Last week, Connecticut's high court struck down the state's civil union law and ruled that same-sex couples have a constitutional right to marry.  Connecticut joins Massachusetts and California as the only states that recognize gay marriage.  As the New York Times reported, the Connecticut ruling is notable because it found for the first time that a state civil union law, while providing all the legal rights of marriage to gay couples but limiting marriage to heterosexual couples, violated the state's "constitutional guarantee of equal protection under the law."

Writing for the majority in the 4-3 decision, Justice Richard N. Palmer wrote:

Interpreting our state constitutional provisions in accordance with firmly established equal protection principles leads inevitably to the conclusion that gay persons are entitled to marry the otherwise qualified same-sex partner of their choice.  To decide otherwise would require us to apply one set of constitutional principles to gay persons and another to all others.

Speaking directly to whether civil unions provide the same constitutional right to "equal protection under the law" as marriage, Justice Palmer wrote:

Although marriage and civil unions do embody the same legal rights under our law, they are by no means equal.  The former is an institution of transcendent historical, cultural and social significance, whereas the latter is not.

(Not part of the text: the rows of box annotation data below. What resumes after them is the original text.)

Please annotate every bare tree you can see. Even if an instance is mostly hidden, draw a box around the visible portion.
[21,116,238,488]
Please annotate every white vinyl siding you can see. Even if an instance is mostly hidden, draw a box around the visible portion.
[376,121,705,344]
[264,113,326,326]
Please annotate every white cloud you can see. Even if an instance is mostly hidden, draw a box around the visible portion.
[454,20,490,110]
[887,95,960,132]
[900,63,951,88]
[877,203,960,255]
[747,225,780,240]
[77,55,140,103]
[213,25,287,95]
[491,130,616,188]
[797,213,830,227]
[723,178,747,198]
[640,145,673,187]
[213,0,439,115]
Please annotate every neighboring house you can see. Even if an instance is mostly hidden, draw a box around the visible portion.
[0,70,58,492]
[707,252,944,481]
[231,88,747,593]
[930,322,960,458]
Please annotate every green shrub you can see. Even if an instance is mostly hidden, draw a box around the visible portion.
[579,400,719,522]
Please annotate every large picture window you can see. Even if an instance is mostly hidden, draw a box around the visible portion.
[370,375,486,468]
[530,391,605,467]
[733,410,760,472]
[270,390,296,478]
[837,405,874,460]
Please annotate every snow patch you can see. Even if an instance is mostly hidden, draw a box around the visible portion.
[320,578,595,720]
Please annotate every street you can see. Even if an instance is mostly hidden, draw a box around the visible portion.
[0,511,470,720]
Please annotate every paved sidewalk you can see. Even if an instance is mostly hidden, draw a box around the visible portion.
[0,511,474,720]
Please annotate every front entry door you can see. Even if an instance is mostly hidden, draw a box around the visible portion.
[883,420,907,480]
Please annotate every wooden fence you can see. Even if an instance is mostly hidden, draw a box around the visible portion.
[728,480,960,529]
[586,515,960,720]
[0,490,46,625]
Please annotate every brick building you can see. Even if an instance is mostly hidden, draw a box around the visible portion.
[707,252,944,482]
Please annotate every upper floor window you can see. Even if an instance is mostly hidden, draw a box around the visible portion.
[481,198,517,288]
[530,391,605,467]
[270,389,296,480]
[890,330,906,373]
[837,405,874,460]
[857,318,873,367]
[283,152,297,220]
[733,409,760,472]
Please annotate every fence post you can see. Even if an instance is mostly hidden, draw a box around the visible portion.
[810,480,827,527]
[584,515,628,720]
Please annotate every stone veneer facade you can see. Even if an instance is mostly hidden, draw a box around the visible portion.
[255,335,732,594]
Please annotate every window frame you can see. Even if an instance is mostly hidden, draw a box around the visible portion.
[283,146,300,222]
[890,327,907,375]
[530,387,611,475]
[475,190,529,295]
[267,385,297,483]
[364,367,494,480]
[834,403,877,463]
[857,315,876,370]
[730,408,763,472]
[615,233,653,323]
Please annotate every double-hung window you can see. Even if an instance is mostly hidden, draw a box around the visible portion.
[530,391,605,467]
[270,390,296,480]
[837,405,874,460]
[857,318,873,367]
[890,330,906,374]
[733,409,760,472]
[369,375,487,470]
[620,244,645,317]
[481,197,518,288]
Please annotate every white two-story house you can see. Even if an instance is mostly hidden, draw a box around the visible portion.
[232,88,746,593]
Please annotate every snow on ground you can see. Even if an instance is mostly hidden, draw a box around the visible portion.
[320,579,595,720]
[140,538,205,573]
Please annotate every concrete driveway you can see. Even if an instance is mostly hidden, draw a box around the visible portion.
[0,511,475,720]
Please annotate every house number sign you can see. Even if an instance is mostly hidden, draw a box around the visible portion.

Opponents of gay marriage are working to make the constitution a discriminatory tool by enacting a constitutional ban on gay marriage.  They hope to use a procedurally complicated state constitutional convention to enact a ban, but first need voters to call the convention.  However, a new poll shows that Connecticut residents support the court's decision by a margin of 53-42 and even the state's Republican Governor, Jodi Rell, who opposes same-sex marriage, does not support a constitutional ban. 

Gay Marriage on the Ballot: The marriage rights of gays and lesbians in California, however, are much more tenuous.  After the California Supreme Court legalized same-sex marriage earlier this year, opponents mobilized the ever-potent "forces of bigotry and bias" to place a constitutional ban on gay marriage before voters next month.  A recent poll shows support for the ban, on the ballot as Proposition 8, 47% to 42%, with 10% undecided.  Currently, opponents to gay marriage are outspending its supporters "2 or 3 to 1" and are, predictably, using baseless fear to mobilize support for the ban. 

Similarly, voters in Florida will vote next month on a question whether to amend the constitution by defining "marriage as between a man and a woman."  Michael Schiavo, who battled with conservative Christians over his wife Terri's feeding and hydration tubes, is actively campaigning against the initiative.  And, after rejecting a gay-marriage ban in 2006, Arizona voters will decide whether to amend the constitution by defining marriage as a union between one man and one woman, even though, as the Ballot Initiative Strategy Center points out, state law already denies marriage to same-sex couples.